Infrastructure sharing will ensure the growth of Digital TV in Brazil

Brazil should end the year with 1,378 municipalities, or 25% of the total, receiving digital TV signals only. The other 75%, or 4,192 municipalities will continue receiving both digital and analog signals. The EAD (Digitalization Management Entity) expects to conclude the disconnection of analog TV, with 100% of Brazilian cities watching Digital TV, at the end of 2023.

For Gunnar Bedicks, CTO of Seja Digital EAD, who gave a talk on the panel The Future of Terrestrial Digital TV Coverage – How to cover the entire country, during the 2018 SET  Expo conference, at the end of 2018, 128 million people will be receiving Digital TV only. “The process began in 2016, when just 11 cities moved exclusively to the digital system. In June of this year, we reached 644, and we will end the year with almost 1,400 cities no longer receiving analog signals”.

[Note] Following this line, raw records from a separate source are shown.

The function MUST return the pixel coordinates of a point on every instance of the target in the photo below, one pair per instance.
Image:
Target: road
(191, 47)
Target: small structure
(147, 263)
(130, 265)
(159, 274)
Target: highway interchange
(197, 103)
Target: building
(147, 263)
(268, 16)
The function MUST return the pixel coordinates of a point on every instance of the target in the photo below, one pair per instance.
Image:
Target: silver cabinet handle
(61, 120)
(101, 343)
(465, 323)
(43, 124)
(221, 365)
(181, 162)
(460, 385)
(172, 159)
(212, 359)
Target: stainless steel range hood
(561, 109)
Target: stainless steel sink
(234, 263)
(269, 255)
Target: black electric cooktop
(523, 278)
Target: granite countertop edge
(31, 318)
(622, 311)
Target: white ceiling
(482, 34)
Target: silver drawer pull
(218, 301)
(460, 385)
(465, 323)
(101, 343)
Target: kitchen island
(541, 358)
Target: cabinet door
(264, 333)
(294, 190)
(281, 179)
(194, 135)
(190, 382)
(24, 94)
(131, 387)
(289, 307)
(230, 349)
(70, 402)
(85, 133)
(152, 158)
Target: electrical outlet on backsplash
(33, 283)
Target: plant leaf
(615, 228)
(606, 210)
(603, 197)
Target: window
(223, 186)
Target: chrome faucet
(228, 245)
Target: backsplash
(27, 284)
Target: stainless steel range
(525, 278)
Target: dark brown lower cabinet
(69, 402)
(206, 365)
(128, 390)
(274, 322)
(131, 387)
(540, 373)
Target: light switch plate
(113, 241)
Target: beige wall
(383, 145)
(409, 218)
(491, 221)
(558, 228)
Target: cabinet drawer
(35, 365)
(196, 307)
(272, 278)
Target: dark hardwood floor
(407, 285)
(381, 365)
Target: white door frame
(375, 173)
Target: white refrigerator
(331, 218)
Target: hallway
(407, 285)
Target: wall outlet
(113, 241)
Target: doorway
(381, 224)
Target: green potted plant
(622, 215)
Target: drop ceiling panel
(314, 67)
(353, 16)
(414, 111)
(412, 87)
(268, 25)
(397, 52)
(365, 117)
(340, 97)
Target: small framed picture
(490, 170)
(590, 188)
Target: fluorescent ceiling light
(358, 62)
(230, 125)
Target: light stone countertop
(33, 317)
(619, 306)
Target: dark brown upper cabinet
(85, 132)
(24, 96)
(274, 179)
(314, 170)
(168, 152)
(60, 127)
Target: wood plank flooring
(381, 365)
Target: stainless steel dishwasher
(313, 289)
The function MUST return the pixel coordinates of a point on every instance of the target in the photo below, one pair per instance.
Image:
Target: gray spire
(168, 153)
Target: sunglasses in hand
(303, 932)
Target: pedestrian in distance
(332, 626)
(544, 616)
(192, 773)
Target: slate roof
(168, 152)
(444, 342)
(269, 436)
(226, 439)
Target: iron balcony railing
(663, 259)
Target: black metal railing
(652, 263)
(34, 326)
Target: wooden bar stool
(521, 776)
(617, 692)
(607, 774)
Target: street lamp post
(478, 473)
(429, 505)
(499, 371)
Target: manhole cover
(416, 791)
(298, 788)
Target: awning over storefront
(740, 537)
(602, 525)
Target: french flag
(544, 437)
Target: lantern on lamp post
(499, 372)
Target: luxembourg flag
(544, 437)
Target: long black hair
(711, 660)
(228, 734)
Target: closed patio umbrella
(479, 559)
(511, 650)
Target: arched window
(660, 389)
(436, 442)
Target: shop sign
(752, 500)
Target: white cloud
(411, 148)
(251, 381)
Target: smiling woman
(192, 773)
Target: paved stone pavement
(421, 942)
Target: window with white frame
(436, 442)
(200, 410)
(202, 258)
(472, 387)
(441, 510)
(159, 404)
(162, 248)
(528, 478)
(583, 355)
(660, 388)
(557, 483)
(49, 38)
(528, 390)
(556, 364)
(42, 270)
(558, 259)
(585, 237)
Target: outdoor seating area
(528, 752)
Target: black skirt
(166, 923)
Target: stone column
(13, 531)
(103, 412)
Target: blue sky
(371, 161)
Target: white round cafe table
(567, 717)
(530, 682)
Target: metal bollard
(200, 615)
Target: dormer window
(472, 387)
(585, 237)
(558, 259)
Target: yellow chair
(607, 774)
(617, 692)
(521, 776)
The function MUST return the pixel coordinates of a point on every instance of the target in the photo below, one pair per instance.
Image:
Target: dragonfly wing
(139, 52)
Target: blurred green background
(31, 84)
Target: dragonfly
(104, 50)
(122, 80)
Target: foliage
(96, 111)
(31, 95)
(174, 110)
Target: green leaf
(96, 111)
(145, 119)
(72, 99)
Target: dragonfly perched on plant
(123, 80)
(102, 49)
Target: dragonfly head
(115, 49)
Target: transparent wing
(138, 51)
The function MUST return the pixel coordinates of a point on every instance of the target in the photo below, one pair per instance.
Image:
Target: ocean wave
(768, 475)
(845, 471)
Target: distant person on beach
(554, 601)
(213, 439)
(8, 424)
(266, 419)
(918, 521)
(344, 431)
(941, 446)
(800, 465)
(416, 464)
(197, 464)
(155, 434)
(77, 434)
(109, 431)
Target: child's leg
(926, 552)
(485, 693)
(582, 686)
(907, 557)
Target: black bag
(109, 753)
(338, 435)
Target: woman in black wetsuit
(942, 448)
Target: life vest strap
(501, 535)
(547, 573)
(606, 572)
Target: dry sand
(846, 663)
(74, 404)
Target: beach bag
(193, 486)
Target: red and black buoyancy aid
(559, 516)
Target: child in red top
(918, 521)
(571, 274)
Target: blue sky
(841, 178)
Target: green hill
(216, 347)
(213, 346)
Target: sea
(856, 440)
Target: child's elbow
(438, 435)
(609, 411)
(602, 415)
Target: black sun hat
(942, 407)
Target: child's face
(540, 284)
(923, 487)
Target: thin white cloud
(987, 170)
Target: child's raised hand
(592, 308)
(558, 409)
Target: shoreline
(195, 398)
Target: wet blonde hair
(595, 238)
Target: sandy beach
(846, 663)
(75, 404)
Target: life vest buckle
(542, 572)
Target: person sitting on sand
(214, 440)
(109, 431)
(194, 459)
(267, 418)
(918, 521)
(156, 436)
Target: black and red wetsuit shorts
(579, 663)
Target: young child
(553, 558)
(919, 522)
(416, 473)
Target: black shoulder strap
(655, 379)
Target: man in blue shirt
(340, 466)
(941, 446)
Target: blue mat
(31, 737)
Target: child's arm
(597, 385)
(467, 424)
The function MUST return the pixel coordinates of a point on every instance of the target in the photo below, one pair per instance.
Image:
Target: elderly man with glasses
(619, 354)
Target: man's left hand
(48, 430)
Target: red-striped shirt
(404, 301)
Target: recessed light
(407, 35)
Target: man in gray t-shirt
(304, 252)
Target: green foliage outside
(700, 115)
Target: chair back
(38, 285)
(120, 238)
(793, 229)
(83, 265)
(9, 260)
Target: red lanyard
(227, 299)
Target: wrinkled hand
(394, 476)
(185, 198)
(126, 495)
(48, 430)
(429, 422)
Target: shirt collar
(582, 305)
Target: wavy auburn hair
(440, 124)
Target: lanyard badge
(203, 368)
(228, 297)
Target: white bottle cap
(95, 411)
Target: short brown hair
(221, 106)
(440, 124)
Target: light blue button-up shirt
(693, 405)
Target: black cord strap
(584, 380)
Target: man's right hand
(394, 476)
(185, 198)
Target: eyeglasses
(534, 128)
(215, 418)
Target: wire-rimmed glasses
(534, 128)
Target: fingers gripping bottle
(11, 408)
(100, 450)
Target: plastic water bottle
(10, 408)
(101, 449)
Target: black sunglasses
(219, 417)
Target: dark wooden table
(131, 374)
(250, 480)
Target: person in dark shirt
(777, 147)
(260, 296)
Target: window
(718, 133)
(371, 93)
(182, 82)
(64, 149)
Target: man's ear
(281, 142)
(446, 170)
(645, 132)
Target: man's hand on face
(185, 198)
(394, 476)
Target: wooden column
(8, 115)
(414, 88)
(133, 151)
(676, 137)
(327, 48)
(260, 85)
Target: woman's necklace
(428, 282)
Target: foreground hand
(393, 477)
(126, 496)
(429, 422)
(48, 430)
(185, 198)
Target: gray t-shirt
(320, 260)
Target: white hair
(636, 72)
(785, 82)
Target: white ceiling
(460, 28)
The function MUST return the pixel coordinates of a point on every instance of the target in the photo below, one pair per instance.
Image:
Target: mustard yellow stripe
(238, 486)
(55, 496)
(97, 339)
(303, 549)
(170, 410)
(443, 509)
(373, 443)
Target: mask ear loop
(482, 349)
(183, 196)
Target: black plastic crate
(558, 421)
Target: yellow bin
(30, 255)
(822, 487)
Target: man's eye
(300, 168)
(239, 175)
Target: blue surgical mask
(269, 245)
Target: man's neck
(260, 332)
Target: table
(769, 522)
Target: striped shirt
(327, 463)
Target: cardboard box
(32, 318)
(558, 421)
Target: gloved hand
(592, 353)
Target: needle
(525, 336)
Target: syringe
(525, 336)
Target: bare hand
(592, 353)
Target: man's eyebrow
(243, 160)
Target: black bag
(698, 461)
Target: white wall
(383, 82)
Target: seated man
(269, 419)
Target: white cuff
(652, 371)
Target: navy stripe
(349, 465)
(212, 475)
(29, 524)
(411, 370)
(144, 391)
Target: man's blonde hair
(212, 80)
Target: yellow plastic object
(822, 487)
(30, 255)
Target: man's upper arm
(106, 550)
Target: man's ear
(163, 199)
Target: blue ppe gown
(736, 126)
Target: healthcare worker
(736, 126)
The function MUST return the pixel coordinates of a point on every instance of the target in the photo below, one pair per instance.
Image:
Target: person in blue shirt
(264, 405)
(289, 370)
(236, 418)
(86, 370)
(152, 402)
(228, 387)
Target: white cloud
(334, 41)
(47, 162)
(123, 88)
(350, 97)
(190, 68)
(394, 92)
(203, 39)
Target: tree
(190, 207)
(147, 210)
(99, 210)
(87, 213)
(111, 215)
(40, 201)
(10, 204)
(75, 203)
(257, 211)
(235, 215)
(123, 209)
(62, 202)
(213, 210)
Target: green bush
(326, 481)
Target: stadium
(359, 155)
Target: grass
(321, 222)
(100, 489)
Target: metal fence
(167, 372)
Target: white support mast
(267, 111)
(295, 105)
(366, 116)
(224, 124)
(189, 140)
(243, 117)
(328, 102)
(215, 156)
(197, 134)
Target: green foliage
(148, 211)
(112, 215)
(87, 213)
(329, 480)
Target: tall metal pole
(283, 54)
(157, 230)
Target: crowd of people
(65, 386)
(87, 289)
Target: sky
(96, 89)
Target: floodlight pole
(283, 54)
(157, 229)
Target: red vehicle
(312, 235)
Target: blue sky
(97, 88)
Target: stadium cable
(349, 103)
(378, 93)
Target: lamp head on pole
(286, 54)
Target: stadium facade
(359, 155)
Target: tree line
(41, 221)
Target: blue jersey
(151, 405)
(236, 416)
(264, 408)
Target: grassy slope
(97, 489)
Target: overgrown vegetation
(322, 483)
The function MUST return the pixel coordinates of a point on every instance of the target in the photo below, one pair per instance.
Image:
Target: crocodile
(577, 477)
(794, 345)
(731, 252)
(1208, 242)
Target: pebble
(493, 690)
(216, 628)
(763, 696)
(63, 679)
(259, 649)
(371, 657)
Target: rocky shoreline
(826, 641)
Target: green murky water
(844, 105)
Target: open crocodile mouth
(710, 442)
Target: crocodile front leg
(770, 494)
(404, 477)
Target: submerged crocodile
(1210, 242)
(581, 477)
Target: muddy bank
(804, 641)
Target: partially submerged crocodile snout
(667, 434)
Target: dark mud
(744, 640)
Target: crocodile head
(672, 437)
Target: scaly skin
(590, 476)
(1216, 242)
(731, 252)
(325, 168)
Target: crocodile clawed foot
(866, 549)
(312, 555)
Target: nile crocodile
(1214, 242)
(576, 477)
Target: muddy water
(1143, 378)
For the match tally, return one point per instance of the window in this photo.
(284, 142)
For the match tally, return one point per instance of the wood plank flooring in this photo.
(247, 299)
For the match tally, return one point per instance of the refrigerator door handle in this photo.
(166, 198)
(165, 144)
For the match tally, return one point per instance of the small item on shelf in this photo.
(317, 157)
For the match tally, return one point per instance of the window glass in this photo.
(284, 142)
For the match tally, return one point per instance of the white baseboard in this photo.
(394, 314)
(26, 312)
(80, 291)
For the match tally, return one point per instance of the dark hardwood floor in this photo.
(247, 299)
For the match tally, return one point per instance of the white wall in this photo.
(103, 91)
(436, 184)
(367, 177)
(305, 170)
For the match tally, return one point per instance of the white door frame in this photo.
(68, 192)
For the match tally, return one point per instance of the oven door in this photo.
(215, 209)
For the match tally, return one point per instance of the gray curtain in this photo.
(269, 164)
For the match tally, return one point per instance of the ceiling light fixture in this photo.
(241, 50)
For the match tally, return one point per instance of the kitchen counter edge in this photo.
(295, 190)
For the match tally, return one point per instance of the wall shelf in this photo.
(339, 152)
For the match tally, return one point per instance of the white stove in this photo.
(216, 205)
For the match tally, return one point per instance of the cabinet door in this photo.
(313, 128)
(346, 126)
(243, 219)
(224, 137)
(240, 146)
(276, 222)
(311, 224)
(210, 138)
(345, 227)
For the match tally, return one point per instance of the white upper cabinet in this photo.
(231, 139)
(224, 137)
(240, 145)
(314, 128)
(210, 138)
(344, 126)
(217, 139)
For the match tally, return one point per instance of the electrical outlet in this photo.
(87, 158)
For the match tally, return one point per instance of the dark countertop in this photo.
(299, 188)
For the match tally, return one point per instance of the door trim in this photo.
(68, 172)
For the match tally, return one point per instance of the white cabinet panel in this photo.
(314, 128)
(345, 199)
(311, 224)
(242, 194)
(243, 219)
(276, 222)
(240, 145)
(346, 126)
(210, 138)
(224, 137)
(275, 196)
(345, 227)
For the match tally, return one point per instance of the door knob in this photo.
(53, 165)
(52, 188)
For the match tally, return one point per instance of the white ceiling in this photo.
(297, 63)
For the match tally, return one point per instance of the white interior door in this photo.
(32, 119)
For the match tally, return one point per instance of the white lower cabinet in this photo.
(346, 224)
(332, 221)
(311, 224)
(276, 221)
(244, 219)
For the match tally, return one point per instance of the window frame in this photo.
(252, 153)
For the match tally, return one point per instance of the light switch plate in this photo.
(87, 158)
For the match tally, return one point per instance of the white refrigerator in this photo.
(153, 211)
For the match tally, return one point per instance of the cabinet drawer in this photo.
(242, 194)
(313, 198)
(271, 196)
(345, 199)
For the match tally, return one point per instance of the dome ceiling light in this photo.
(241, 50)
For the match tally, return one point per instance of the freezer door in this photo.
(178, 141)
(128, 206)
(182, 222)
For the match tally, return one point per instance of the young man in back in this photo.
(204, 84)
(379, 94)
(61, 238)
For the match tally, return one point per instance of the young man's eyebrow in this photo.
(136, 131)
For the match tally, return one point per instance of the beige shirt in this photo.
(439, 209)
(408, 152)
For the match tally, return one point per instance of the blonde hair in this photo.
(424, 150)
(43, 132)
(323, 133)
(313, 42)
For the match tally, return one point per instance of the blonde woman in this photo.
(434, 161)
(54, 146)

But, the big challenge for Valderez de Almeida Donzelli, director of ADTHEC Engenharia e Sistemas / SET, will be the next step, when the small municipalities are disconnected. EAD calculates that 77 million people still receive analog TV signals. “It’s not just about disconnecting the analog channel, but also offering digitalization so that the population continues to receive the TV channels”, Bedicks recalls. 37% of the population will depend on digital channel coverage. “But we will get to December 31, 2023 with 10,380 analog channels disconnected and digital signals available throughout Brazil”.

For Sérgio Luiz Nogueira Martines, executive director of SM Facilities, the importance of sharing infrastructure could reduce by up to 60% the cost of implementing the system (towers, protection and equipment), making it easier to switch off the analog signal in small cities.

Francisco Peres, engineering manager at TV Globo, described the experiment that created an infrastructure sharing group at ABERT which, according to him, will change the relations among broadcasters and enable the spread of Digital TV to the interior. The experiment created a data base of stations for sharing, including TV Globo, SBT, Band and TV Cultura. Counting the affiliates, the system now has 3,500 shared stations, according to Peres.